As hundreds of apartments have sprung up south of LSU, a 20th Baton Rouge fire station may come to West Lee Drive as the Baton Rouge Fire Department looks to maintain its Class 1 rating.
“LSU is growing constantly, and we haven’t built a fire station out there in a long time,” said Metro Councilman John Delgado, whose district covers the site of the proposed station. “It makes sense to build the infrastructure now.”
Known as Station 20, the proposed $2.4 million project would bring a roughly 7,000-square foot station to a large plot of donated land on West Lee Drive near Etta Street, said Mark Miles, Baton Rouge Fire Department spokesman.
The Fire Department has discussed building a new station in the area for the last six years, especially after rapid growth in the area from apartment complexes with hundreds of new units, Miles said.
Though no firm completion date has been set, the station would be built in about a year after approval and other preparation steps such as contract bidding and land surveying, Miles said.
The Baton Rouge Metro City Council will discuss Station 20 on Wednesday and vote on the addition on Aug. 27, Delgado said.
Stations on Brightside Drive, Menlo Drive and Perkins Road currently cover the area, but a maximum 1.5-mile response radius from any potential structure is key to a Class 1 rating, Miles said. Miles was not sure whether the current stations left any parts of the city out of that radius, but he added that an engine heading east from the Brightside Drive station could get stuck while waiting for a passing train to cross the tracks.
The Class 1 rating is based on factors like response times, staffing levels and fire hydrant locations, and is measured on a scale from 1 to 10 with 1 being the best, according to the website for ISO, the company that manages the ratings. The rating affects the price of home insurance premiums. BRFD is the only fire department in the country to retain a Class 1 rating from ISO for more than 15 years, according to the fire department’s website.

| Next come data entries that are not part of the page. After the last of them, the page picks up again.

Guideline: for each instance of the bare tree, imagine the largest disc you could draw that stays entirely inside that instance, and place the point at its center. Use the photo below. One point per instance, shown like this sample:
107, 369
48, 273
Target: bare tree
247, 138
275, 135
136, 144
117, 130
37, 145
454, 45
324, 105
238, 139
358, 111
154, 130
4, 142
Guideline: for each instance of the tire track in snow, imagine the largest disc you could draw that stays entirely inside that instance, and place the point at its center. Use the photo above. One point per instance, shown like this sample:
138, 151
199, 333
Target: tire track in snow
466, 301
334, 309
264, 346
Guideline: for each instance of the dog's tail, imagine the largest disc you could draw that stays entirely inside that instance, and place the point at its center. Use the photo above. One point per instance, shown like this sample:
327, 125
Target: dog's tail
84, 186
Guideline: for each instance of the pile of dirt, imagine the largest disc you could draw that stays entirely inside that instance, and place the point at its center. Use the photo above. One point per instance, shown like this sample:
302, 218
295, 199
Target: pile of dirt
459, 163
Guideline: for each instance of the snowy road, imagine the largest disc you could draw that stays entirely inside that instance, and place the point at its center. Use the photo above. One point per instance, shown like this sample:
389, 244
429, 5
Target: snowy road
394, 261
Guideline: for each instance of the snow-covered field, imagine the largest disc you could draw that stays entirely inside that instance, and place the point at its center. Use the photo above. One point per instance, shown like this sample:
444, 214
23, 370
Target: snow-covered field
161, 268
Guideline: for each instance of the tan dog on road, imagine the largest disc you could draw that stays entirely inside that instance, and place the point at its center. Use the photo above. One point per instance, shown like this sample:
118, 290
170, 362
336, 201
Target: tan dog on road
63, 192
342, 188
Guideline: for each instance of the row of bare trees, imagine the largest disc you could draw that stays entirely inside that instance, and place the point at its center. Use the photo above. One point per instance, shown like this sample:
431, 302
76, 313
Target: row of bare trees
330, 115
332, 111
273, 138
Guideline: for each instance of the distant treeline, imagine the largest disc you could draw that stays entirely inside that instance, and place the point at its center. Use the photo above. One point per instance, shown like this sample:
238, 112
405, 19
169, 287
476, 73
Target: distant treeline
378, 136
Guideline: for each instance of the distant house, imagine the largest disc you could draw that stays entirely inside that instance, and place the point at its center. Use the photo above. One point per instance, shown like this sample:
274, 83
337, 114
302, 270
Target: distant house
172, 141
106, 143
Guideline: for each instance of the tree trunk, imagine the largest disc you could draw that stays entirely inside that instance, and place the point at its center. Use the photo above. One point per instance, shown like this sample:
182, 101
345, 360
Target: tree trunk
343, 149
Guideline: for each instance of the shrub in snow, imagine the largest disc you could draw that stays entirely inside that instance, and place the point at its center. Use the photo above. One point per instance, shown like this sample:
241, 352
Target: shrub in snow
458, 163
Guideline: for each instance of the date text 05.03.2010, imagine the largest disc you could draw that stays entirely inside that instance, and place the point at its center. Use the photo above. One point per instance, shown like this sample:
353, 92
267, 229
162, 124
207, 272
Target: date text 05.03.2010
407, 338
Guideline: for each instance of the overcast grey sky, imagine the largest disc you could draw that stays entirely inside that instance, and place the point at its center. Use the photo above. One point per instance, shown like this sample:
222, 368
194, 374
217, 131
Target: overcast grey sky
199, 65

The station would be largely similar to other stations in the area, housing five firefighters and a fire engine at any given time. Station 20 could also fit an aerial truck, also known as a “ladder truck,” though it is not yet clear whether the department will need one.
Funding for the station would come from re-allocating existing revenue, rather than from any new expenses, Delgado said. The fire department would allocate the Station 20’s fire engine and staff from other locations.